HOCKNEY: I began to see my eye, you see it was actually the Ingres exhibition here. I looked at those drawings, I'd admired those drawings all my life, but I hadn't actually seen many real ones and how small they were. I was struck by how small they were.
Hockney, Woldgate Woods, November 6-9, 2006
INTERVIEWER: And you thought there was something suspicious about them.
HOCKNEY: Well, how does your hand move, work, slightly bigger than that if it moves round, if you think about it, and it isn't suspicious. I mean er, unfortunately people misunderstood what I was saying, meaning, unfortunately "New Yorker" started, 'did the old masters cheat?', which unfortunately is a very childish view of it, meaning as though tracing was simple, er straightforward, any child could do it, which of course they can't, that is not true.
Hockney, Woldgate Woods, November 7-8, 2006
INTERVIEWER: As if an oil painter using a stick to rest his hand on, is somehow cheating.
HOCKNEY: And I had, did know, of course, that Chinese art that was very sophisticated never dealt with shadows, it does not have shadows in it. Why? Because probably they think, everything is a shadow. But, you then realise optics need shadows. Because it needs strong light. And as I began to see it, I realised, my God, they were looking at these, and the moment you make an optical projection yourself, which you've got to do, of course, it's quite simple.

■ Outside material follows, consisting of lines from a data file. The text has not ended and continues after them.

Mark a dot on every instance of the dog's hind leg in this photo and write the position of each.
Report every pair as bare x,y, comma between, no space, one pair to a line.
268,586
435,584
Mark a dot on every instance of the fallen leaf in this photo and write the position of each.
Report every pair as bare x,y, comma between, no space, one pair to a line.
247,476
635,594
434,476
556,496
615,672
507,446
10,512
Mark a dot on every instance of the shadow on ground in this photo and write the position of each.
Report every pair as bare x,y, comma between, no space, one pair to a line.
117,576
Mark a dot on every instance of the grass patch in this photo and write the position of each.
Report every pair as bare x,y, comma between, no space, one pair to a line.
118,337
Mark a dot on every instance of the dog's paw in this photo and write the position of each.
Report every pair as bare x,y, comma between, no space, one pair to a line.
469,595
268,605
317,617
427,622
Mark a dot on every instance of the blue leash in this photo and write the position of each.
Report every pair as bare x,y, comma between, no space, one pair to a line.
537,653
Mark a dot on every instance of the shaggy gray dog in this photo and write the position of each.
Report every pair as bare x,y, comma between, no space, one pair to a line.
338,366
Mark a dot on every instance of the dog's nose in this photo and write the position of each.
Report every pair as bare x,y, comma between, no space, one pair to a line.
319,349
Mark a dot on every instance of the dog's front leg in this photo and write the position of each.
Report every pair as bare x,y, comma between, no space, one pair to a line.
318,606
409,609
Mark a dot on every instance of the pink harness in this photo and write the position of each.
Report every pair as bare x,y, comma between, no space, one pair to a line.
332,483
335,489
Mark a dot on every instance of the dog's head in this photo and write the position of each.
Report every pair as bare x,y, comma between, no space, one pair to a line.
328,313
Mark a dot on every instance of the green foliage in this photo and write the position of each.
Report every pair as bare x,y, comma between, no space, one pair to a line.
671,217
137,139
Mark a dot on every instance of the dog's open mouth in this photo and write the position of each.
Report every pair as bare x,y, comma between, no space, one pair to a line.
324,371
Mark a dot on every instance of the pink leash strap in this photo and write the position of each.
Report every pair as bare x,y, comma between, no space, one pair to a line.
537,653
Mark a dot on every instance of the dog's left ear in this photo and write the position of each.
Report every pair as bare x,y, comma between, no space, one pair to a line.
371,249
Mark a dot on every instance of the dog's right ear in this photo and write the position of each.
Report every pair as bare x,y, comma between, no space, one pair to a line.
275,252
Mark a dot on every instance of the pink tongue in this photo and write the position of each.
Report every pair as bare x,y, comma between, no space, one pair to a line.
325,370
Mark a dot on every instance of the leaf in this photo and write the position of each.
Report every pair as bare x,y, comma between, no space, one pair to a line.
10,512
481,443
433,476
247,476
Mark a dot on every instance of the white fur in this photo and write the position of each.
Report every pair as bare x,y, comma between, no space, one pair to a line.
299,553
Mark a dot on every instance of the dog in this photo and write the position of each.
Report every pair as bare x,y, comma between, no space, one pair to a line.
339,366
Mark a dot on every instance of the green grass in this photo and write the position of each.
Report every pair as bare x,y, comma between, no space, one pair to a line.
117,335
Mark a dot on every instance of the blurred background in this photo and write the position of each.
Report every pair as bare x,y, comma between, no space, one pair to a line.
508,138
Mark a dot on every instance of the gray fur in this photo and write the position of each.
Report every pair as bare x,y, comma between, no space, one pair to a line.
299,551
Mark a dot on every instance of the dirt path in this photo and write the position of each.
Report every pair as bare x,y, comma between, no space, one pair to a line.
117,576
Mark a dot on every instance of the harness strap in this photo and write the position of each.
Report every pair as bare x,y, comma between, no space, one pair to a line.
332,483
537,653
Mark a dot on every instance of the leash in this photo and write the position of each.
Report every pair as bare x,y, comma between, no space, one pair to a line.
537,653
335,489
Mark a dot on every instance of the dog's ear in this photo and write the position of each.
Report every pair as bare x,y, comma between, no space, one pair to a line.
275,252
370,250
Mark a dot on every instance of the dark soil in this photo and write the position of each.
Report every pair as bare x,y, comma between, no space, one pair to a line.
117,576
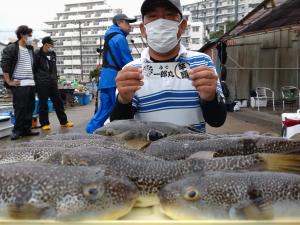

Hockney, Woldgate Woods, November 21-23, 29, 2006
INTERVIEWER: And which you did.
HOCKNEY: And which I did, and the moment I looked at them, you knew they'd looked at them. They do things for instance, they're very beautiful, you are fascinated by them, just as a person is fascinated by the TV image which is an optical projection of nature, isn't it? It's just not very true necessarily of what's in front of it, like they claimed. But, I was thrilled to look at them. I touched them. You wanted to touch them. Where does this colour come from?